Vorsitzender ist herzlicher Empfang wichtig
Am Dienstagnachmittag leert sich das Lager langsam wieder, ein zweiter Lkw, der sich auf den Weg in Richtung Ukraine machen soll, wird gerade beladen. Linda Mai, die Vorsitzende des Vereins, läuft von einem Ort in der Halle zur nächsten, spricht mit den ehrenamtlichen Helfern, Menschen, die Spenden abgeben, mit der Presse. Und hat zwischendurch noch Zeit, sich über ein ukrainisches Mädchen zu freuen, das sie wiederentdeckt hat. „Sie ist letzte Woche hier angekommen“, sagt Mai.

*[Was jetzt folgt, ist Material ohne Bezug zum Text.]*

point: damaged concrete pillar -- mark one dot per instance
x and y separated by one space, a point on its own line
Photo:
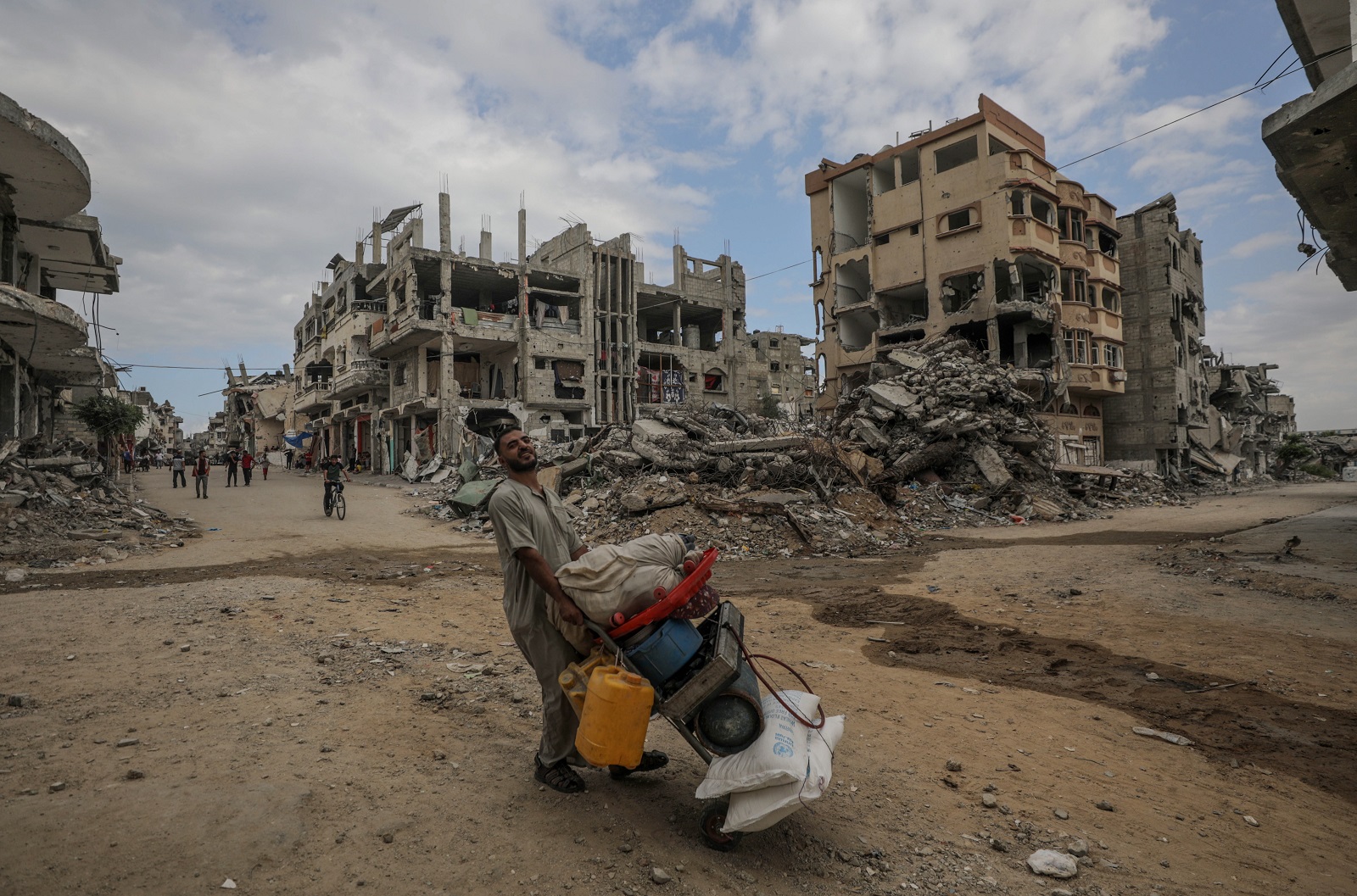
522 237
444 223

„Jetzt wollte sie hier mithelfen.“ Das Mädchen mit der gelben Mütze steht in der Halle zwischen den Spielsachen, darf sich etwas aussuchen. Ein wenig Kindheit in einer Ausnahmesituation. Mai ist es besonders wichtig, dass alle Geflüchteten herzlich aufgenommen werden. „Ohne mein ganzes Team wäre das alles nicht möglich“, sagt sie. Den Geflüchteten, die am Hauptbahnhof ankommen, werden Care-Pakete gebracht.
Wie es an der Marktstraße selbst weitergeht, „kann sich von Stunde zu Stunde ändern“, sagt Mai. Je mehr Geflüchtete aus der Ukraine in Köln ankommen, umso mehr könnte sich auch die Spendenverteilung dahingehend verändern, dass Bedürftige Sachen direkt vor Ort abholen können. „Das ist aber noch Zukunftsmusik“, so Natalie Nothstein. Was in der Ukraine selbst dringend benötigt werde, wolle man auch weiterhin rüberschicken.